Turns out, some words are more tactile than you might expect.
That’s according to a new global study noting a clear linguistic connection between sound and touch.
The study found that words meaning “rough” were four times more likely to contain a rolled or trilled ‘r’ sound than words that mean “smooth.” The researchers detected this relationship in a sample of 332 spoken languages around the world, including words like zakarra (Basque), barzgar (Mongolian), ruw (Dutch) and durva (Hungarian). In the Indo-European language family, where the pattern is especially strong, it could date back more than 6,000 years.
We asked UBC associate professor Dr. Márton Sóskuthy (he/him) about the study, which he co-authored with an international research team that included lead author Dr. Bodo Winter and Dr. Marcus Perlman of University of Birmingham, and Dr. Mark Dingemanse of Radboud University.
How did this discovery come about?
Dr. Winter had found this pattern connecting ‘r’ with rough words in English. Then at some point he and I had a chat, and, based on a hunch, decided to check if it was also there in Hungarian. Sure enough, it was there, and just as strong as in English.

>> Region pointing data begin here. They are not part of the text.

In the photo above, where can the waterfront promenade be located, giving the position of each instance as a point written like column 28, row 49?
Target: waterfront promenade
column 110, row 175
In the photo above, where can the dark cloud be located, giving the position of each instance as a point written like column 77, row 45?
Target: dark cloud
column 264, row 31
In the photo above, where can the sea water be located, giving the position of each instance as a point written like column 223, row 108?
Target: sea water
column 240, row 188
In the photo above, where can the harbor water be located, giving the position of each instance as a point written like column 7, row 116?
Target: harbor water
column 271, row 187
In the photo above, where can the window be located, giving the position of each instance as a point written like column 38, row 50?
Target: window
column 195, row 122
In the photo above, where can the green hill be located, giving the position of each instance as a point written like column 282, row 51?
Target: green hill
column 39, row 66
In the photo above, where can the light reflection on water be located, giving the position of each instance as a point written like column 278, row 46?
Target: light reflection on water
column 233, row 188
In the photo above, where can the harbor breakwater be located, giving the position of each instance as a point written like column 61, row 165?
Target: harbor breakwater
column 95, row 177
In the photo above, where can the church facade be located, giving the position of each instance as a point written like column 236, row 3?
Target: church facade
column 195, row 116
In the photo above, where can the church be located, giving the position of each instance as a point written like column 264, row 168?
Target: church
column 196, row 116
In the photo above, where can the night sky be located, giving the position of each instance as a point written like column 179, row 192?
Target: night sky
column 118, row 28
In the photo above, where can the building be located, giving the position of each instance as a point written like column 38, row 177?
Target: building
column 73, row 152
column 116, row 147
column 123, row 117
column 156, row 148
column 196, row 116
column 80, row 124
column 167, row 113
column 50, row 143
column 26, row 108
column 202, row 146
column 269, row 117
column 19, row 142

Next, we found it was there in pretty much every Indo-European language we could lay our hands on. We thought the logical next step was to look outside of that language family. That’s when we discovered that yes, it’s there, but only in languages with trilled ‘r’s. Outside of Indo-European, languages with a different kind of ‘r’ simply don’t show the pattern.
Why is this important?
In spoken language, we have lots of examples of onomatopoeia—where a word that refers to a sound actually imitates that sound, like “woof woof” for a dog or “cock a doodle doo” for a rooster.
This trilled ‘r’ pattern is more intriguing in that it’s an example of what we call cross-modal iconicity. Iconicity is simply a similarity between the form and the meaning of a word—like the “woof woof” example. Cross-modal iconicity is when the meaning and the form are in different modalities or senses: in our example, touch for the meaning and sound for the form.
There is something intuitive about how the unevenness of a rough surface is reflected in the repetitive and noisy sound of a trilled ‘r’. It’s exciting to see this link show up in the vocabularies of so many spoken languages.
This study shows that many aspects of language structure are shaped by the human ability to spot and use perceptual analogies that create iconic links between form and meaning.
What about English? There’s no trilled ‘r’ but it fits the pattern with words like ‘rough,’ ‘course’ or ‘gnarled.’
Yes, English is a really interesting example. We know that the ‘r’ sound in English used to be different. If you go back a few hundred years, it’s very likely English also had a trilled ‘r’ and you can still find remnants of this—just think of a Scottish stage accent, for instance.
What does this finding reveal about communication?
This pattern reveals some interesting aspects of cognition: how our tendency to produce cross-modal analogies in speech can find its way into spoken language vocabularies. And once it’s there, it stays there.
In the Indo-European language family, we found evidence that the trilled ‘r’ for rough pattern was happening 6,000 years ago—and it’s still happening. So for us, the stability of the pattern is really interesting.
Here’s an instance where we are talking about some property of a sound, the trilled ‘r,’ and we’re finding a connection with something that’s massively outside the sound system—we’re talking about touch.
Every language is different but they do share things with each other. It’s always interesting to find these connections.